Background: Increased heart rate (HR) is an independent risk factor for cardiovascular outcomes in chronic heart failure (HF). Ivabradine, an If inhibitor, improved outcomes in patients with HF and reduced ejection fraction (HFrEF) in the SHIFT study. We evaluated its efficacy and safety in Japanese HFrEF patients in a randomized, double-blind, placebo-controlled phase III study: the J-SHIFT study.
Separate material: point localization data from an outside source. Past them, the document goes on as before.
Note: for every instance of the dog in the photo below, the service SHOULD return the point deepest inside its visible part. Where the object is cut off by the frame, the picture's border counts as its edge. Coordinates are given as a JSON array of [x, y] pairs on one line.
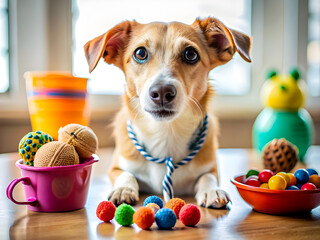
[[166, 67]]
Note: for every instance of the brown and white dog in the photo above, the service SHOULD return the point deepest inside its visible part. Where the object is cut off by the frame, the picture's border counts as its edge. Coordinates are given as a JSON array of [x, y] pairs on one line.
[[166, 67]]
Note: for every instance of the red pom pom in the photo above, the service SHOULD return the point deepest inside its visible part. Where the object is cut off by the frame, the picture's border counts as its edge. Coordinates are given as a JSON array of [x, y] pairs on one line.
[[105, 211], [175, 204], [144, 217], [190, 215]]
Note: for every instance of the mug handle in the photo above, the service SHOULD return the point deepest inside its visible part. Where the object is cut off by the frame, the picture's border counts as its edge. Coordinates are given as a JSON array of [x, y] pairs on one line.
[[26, 181]]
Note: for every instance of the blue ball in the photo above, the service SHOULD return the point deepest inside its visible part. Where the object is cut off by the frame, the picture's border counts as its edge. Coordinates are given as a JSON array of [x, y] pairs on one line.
[[153, 199], [302, 176], [165, 218], [293, 188], [311, 171]]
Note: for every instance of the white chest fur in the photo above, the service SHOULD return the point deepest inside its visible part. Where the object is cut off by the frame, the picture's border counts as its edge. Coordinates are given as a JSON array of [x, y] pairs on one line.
[[161, 140], [150, 176]]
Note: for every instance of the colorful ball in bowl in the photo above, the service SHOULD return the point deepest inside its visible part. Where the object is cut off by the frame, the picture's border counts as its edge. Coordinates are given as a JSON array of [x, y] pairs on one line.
[[276, 201]]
The main objective was to confirm a hazard ratio of <1 in the primary composite endpoint of cardiovascular death or hospital admission for worsening HF. Methods and Results: Patients with NYHA functional class II-IV, left ventricular EF ≤35%, and resting HR ≥75beats/min in sinus rhythm under optimal medical therapy received ivabradine (n=127) or placebo (n=127). Mean reduction in resting HR was significantly greater in the ivabradine group (15.2 vs. 6.1beats/min, P<0.0001). However, symptomatic bradycardia did not occur. A total of 26 (20.5%) patients in the ivabradine group and 37 (29.1%) patients in the placebo group had the primary endpoint event (hazard ratio 0.67, 95% CI 0.40-1.11, P=0.1179) during median follow-up of 589 days. Mild phosphenes were reported in 8 (6.3%) patients in the ivabradine group and 4 (3.1%) patients in the placebo group (P=0.3760). Conclusions: The J-SHIFT study supported the efficacy and safety of ivabradine for Japanese HFrEF patients, in accord with the SHIFT study.